Arterial blood gases may show hypoxia and hypocarbia due to hyperventilation.
The alveolar-arterial oxygen tension gradient may be increased.
The use of serum (1-->3) beta-D-glucan levels (high in PCP) is currently being
investigated as a diagnostic test. [4]
Radiology:
Chest X-ray can be normal or show perihilar fluffy shadows or pneumothorax.
CT imaging shows ground glass infiltrates but has low sensitivity and specificity.
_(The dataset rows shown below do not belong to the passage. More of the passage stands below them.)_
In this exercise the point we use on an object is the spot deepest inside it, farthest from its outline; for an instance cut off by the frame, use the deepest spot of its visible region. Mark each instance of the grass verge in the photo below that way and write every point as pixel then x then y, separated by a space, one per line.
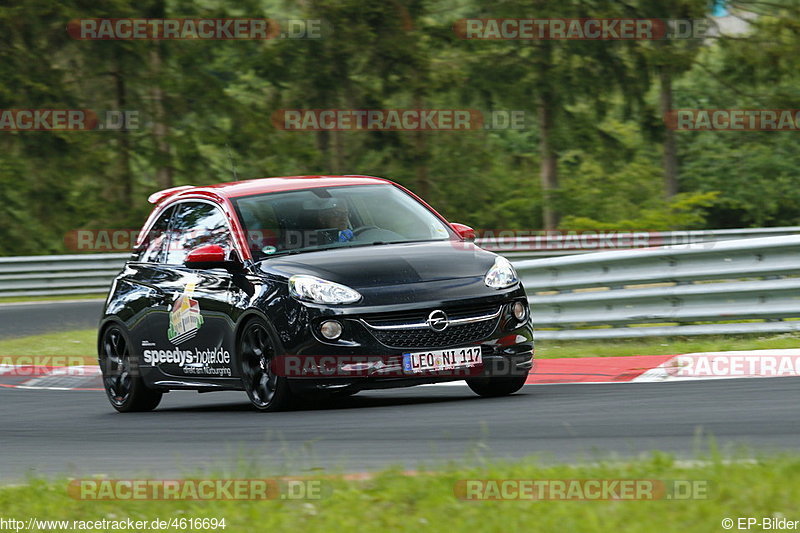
pixel 765 488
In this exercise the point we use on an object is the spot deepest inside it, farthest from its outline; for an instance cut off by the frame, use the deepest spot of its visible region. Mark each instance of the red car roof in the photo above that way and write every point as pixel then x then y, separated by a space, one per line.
pixel 236 189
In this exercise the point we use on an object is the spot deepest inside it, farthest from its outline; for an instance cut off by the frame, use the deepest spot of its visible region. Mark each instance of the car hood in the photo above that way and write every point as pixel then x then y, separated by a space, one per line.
pixel 384 265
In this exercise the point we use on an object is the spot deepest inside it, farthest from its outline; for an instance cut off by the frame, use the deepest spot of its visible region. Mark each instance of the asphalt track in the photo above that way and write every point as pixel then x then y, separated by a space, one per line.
pixel 20 319
pixel 77 432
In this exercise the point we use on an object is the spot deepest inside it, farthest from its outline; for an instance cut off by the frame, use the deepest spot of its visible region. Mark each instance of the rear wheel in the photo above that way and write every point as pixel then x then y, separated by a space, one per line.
pixel 493 387
pixel 266 390
pixel 121 378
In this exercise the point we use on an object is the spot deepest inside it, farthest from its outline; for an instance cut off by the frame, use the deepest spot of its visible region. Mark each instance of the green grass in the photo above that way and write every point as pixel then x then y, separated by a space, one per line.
pixel 395 502
pixel 82 343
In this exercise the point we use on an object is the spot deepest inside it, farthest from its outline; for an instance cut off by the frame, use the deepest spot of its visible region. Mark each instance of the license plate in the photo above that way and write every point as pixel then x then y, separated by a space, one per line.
pixel 436 360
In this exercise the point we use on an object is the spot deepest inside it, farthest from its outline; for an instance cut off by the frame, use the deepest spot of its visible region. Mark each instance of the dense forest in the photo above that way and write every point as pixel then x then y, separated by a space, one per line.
pixel 594 151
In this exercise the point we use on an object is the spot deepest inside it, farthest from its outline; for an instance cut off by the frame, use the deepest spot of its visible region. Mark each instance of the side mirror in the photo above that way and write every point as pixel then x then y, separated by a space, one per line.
pixel 208 256
pixel 465 232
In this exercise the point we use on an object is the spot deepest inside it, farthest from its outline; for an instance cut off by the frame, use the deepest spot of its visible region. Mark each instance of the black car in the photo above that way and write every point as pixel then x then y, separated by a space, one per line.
pixel 308 286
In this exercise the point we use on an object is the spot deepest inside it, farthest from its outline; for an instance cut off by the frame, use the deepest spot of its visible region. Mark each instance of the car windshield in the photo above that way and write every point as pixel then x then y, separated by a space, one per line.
pixel 335 217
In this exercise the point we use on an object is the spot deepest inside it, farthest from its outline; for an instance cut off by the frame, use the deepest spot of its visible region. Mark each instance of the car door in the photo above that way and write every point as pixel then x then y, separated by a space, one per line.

Gallium scanning is highly sensitive but with low and variable specificity.
Microbiology:
The organism cannot be routinely cultured and is detected by staining of the cyst wall or
trophozoite in sputum samples, usually with silver-based stains. Repeated samples may
need to be taken to confirm the diagnosis.
Sputum may be collected following inhalation of nebulised saline and/or chest
physiotherapy and should also be sent for routine and mycobacterial culture.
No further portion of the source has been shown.